If Cheteshwar Pujara’s overseas record is overlooked for a moment, his statistics at home make for a great read. Before the Ranchi Test, Pujara averaged over 65 at home with eight centuries. Three of those came in the series against New Zealand and England before Australia landed in February. He fell eight short of a century on a ‘less than average’ pitch in Bangalore after notching 83 and 54 not out in the one-off Test against Bangladesh. (India vs Australia, day 3 match report)
Very much at home
It underlines Pujara’s ability to adapt to any condition in India while some of his teammates still find it hard at times. Weaned on some of the flattest pitches in and around Rajkot, Pujara prefers to take his time to dig in. And if he is allowed to do that, opponents have found it nearly impossible to dislodge him. Australia too learnt that lesson as Pujara spent 54.4 overs mending India’s breaches with a tight and unbeaten 130. (India vs Australia, day 3 scorecard)
The hallmark of innings like these from Pujara is that the offensive comes only after a long-drawn period of defence. Playing close to the body against both pacers and spinners earlier on, Pujara mostly relied on the glance or ran the ball down through slip or gully to score. Only later did he open up, unleashing drives through covers and the on-side.
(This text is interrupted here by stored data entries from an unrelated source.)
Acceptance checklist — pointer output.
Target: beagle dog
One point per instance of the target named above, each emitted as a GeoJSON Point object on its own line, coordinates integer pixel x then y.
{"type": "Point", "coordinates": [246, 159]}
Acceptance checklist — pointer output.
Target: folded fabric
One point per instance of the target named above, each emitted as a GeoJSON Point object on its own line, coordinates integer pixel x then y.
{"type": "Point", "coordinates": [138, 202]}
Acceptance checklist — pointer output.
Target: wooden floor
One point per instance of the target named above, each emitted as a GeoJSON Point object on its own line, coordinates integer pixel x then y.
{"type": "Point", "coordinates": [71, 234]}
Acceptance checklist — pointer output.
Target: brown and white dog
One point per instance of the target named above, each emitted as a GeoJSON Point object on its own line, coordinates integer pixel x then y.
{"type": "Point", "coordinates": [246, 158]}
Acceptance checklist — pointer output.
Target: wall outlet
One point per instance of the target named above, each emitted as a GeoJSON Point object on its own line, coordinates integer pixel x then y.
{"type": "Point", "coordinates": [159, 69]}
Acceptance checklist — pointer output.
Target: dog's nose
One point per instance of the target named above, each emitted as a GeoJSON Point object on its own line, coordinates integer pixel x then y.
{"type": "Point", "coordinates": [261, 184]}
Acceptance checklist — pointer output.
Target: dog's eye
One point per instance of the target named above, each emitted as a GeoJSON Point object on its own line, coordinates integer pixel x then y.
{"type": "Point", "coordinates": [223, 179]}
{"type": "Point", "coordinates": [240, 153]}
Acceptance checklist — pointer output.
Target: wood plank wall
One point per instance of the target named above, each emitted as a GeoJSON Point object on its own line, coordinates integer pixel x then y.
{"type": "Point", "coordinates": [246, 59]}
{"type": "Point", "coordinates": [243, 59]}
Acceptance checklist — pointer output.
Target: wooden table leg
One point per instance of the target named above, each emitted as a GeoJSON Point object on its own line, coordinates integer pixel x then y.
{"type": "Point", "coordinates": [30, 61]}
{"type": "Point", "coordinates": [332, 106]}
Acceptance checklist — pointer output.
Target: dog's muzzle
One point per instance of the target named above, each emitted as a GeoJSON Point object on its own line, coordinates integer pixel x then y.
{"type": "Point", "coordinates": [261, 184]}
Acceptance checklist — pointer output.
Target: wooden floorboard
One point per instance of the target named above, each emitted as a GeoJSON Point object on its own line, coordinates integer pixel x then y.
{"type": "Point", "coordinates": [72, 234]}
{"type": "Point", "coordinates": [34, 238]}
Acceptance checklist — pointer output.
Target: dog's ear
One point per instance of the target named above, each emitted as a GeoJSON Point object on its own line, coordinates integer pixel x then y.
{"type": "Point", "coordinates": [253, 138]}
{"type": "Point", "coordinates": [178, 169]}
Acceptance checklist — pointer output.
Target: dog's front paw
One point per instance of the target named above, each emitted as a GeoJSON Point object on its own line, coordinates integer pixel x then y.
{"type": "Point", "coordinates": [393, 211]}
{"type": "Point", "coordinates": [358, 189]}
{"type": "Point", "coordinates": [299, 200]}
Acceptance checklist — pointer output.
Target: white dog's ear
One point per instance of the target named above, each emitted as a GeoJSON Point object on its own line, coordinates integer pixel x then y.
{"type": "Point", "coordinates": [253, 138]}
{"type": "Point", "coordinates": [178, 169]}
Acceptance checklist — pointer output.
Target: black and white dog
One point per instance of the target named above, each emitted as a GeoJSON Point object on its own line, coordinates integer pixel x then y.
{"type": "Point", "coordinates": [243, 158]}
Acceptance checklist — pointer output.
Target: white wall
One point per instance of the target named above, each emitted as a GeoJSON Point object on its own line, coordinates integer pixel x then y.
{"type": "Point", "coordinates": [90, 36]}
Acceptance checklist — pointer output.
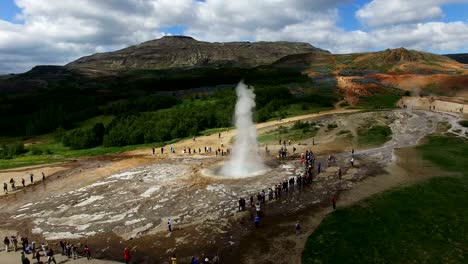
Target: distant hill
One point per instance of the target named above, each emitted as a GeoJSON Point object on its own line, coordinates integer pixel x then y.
{"type": "Point", "coordinates": [461, 57]}
{"type": "Point", "coordinates": [182, 52]}
{"type": "Point", "coordinates": [388, 61]}
{"type": "Point", "coordinates": [144, 78]}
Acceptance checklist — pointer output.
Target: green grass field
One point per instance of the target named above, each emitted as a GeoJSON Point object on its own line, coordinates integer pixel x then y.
{"type": "Point", "coordinates": [423, 223]}
{"type": "Point", "coordinates": [294, 134]}
{"type": "Point", "coordinates": [373, 136]}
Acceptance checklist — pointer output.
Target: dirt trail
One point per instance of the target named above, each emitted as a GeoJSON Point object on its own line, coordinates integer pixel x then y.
{"type": "Point", "coordinates": [424, 103]}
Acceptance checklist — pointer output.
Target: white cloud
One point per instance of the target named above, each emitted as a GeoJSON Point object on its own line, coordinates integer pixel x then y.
{"type": "Point", "coordinates": [56, 32]}
{"type": "Point", "coordinates": [380, 13]}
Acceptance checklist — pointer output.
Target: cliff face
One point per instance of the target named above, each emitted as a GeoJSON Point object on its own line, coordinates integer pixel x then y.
{"type": "Point", "coordinates": [181, 51]}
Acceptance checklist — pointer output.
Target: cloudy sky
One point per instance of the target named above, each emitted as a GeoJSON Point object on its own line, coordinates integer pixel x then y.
{"type": "Point", "coordinates": [36, 32]}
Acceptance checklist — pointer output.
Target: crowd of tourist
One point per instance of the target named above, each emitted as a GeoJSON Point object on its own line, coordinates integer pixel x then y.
{"type": "Point", "coordinates": [37, 252]}
{"type": "Point", "coordinates": [14, 187]}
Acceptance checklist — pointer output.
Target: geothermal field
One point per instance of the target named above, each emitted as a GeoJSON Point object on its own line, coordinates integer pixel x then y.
{"type": "Point", "coordinates": [130, 197]}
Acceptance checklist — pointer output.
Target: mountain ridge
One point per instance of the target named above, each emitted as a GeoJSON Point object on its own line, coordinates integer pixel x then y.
{"type": "Point", "coordinates": [182, 51]}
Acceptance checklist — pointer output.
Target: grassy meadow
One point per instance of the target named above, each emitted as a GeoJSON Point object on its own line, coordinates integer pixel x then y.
{"type": "Point", "coordinates": [423, 223]}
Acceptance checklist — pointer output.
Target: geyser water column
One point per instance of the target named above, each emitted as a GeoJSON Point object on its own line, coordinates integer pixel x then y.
{"type": "Point", "coordinates": [244, 160]}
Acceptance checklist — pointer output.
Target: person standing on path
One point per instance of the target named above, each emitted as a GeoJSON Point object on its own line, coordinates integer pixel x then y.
{"type": "Point", "coordinates": [50, 256]}
{"type": "Point", "coordinates": [169, 225]}
{"type": "Point", "coordinates": [14, 240]}
{"type": "Point", "coordinates": [6, 241]}
{"type": "Point", "coordinates": [257, 221]}
{"type": "Point", "coordinates": [87, 252]}
{"type": "Point", "coordinates": [37, 256]}
{"type": "Point", "coordinates": [334, 202]}
{"type": "Point", "coordinates": [298, 228]}
{"type": "Point", "coordinates": [127, 256]}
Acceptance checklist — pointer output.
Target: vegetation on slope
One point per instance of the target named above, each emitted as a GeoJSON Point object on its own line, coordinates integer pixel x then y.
{"type": "Point", "coordinates": [424, 223]}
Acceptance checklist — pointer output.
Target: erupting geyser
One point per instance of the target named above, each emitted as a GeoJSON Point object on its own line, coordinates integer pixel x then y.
{"type": "Point", "coordinates": [244, 160]}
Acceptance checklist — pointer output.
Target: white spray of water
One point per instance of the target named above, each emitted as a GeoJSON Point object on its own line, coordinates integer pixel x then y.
{"type": "Point", "coordinates": [245, 160]}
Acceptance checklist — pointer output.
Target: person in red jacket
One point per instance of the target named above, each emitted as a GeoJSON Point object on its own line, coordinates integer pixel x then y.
{"type": "Point", "coordinates": [127, 256]}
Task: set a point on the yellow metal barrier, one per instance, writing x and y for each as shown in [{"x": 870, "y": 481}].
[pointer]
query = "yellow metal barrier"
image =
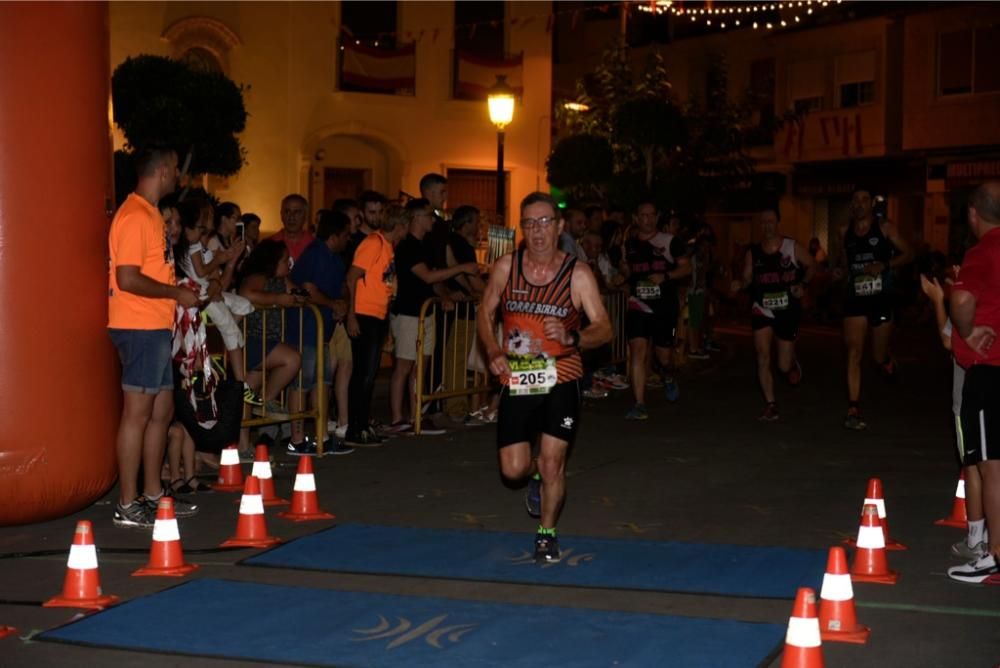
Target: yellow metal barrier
[
  {"x": 318, "y": 413},
  {"x": 616, "y": 304},
  {"x": 453, "y": 376}
]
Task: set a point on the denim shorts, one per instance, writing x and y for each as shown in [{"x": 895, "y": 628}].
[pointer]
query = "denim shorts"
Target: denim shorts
[
  {"x": 145, "y": 355},
  {"x": 309, "y": 369}
]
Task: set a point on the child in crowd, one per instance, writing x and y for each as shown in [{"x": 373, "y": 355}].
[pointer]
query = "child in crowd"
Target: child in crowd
[{"x": 202, "y": 265}]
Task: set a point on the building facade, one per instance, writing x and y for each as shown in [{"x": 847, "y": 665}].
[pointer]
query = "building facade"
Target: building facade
[
  {"x": 898, "y": 97},
  {"x": 335, "y": 108}
]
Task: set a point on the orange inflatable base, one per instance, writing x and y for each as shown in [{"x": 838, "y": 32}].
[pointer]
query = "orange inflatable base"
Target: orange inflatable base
[
  {"x": 858, "y": 636},
  {"x": 96, "y": 603},
  {"x": 174, "y": 571},
  {"x": 307, "y": 517}
]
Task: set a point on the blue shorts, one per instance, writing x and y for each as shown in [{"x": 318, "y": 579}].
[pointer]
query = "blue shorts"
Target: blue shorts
[
  {"x": 146, "y": 359},
  {"x": 308, "y": 376}
]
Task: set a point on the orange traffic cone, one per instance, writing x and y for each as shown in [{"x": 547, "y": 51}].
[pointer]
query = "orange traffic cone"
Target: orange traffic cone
[
  {"x": 870, "y": 564},
  {"x": 262, "y": 470},
  {"x": 305, "y": 503},
  {"x": 874, "y": 496},
  {"x": 837, "y": 619},
  {"x": 166, "y": 556},
  {"x": 251, "y": 530},
  {"x": 958, "y": 517},
  {"x": 230, "y": 472},
  {"x": 82, "y": 587},
  {"x": 803, "y": 647}
]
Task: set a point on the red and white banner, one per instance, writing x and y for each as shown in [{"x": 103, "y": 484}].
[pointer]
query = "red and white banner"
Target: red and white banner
[
  {"x": 379, "y": 69},
  {"x": 475, "y": 75}
]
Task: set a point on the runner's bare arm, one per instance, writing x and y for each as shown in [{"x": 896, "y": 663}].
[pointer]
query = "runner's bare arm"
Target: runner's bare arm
[
  {"x": 487, "y": 315},
  {"x": 587, "y": 296}
]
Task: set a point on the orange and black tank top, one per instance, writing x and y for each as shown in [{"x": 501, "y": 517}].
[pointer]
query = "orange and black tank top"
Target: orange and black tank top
[{"x": 524, "y": 308}]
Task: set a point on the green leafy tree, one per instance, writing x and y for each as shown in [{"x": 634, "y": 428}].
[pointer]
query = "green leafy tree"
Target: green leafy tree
[
  {"x": 685, "y": 155},
  {"x": 200, "y": 113}
]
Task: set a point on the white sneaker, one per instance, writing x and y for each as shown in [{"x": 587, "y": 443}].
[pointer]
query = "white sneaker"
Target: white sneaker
[
  {"x": 975, "y": 571},
  {"x": 962, "y": 549}
]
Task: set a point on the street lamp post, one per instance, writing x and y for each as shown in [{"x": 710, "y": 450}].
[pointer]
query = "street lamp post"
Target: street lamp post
[{"x": 501, "y": 105}]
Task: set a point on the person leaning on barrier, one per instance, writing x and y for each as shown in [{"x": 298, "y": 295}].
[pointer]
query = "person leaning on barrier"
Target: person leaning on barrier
[
  {"x": 320, "y": 271},
  {"x": 369, "y": 286},
  {"x": 417, "y": 283},
  {"x": 265, "y": 283}
]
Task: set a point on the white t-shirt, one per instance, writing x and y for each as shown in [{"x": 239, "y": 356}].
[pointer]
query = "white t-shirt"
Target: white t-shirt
[{"x": 187, "y": 264}]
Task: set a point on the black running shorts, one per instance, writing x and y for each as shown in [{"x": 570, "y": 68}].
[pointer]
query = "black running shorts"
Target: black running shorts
[
  {"x": 981, "y": 414},
  {"x": 522, "y": 419},
  {"x": 785, "y": 323},
  {"x": 878, "y": 310},
  {"x": 660, "y": 325}
]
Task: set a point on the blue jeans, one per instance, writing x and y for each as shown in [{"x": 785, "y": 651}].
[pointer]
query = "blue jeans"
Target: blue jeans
[{"x": 145, "y": 355}]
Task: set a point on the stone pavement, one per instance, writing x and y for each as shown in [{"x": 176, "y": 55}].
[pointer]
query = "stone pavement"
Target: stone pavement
[{"x": 703, "y": 470}]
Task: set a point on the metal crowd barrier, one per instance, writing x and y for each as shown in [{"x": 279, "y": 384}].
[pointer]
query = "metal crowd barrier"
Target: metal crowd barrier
[
  {"x": 319, "y": 413},
  {"x": 451, "y": 375},
  {"x": 616, "y": 304}
]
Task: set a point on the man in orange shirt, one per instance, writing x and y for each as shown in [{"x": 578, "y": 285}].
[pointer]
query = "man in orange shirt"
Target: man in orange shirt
[
  {"x": 142, "y": 296},
  {"x": 369, "y": 287}
]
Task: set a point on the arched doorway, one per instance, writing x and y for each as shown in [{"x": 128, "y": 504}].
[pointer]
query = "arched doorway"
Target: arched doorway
[{"x": 345, "y": 161}]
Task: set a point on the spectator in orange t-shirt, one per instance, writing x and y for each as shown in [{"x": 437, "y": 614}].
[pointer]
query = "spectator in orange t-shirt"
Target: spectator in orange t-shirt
[
  {"x": 142, "y": 296},
  {"x": 369, "y": 286},
  {"x": 294, "y": 210}
]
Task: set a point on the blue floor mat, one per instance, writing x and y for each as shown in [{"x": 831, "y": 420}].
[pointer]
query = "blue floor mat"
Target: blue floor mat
[
  {"x": 296, "y": 625},
  {"x": 727, "y": 570}
]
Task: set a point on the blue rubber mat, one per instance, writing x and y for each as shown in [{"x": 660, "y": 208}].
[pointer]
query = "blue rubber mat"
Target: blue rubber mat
[
  {"x": 727, "y": 570},
  {"x": 295, "y": 625}
]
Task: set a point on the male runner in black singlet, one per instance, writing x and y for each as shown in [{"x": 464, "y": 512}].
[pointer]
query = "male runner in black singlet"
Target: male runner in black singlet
[
  {"x": 540, "y": 292},
  {"x": 775, "y": 272},
  {"x": 872, "y": 250}
]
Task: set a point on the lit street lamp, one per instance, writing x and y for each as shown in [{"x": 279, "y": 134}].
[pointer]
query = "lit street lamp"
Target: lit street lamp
[{"x": 501, "y": 103}]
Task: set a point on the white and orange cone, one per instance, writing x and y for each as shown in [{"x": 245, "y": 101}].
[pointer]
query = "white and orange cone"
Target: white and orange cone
[
  {"x": 803, "y": 646},
  {"x": 305, "y": 502},
  {"x": 262, "y": 470},
  {"x": 166, "y": 557},
  {"x": 82, "y": 586},
  {"x": 874, "y": 496},
  {"x": 959, "y": 518},
  {"x": 838, "y": 620},
  {"x": 251, "y": 529},
  {"x": 230, "y": 471},
  {"x": 870, "y": 563}
]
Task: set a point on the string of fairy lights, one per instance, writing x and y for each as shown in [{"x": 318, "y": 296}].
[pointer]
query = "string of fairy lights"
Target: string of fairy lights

Interesting, however, was Pujara’s smooth acceleration, having taken 155 balls to complete his first fifty. He went after Pat Cummins to pick three boundaries to set the ball rolling for an innings of substance. By the end of the day, he had milked Cummins, easily Australia’s best bowler of the day, for 35 runs off 50 deliveries.
Soaking in pressure
It was in stark contrast to the other India batsmen’s numbers against Cummins. KL Rahul scored 17 off 37 balls, Murali Vijay one off 19 balls, Ajinkya Rahane three off 13, R Ashwin three off 20. Virat Kohli was cleaned up first ball from Cummins.
It is this grit to take on the best that makes Pujara the man to watch out for when the chips are down for India. Vijay couldn’t agree more. “Pujara is a guy who has the game for it, because he takes a lot of pressure and his game is such that you can depend on him and play your natural game,” he said.
With one more Test left for a long home season to end, Pujara has already stacked up an enviable record. Including the Ranchi innings, he has scored 1187 runs with four centuries in 12 Tests, averaging nearly 66. Given his current form, these numbers will surely be better by the time India are done with Australia in Dharamsala.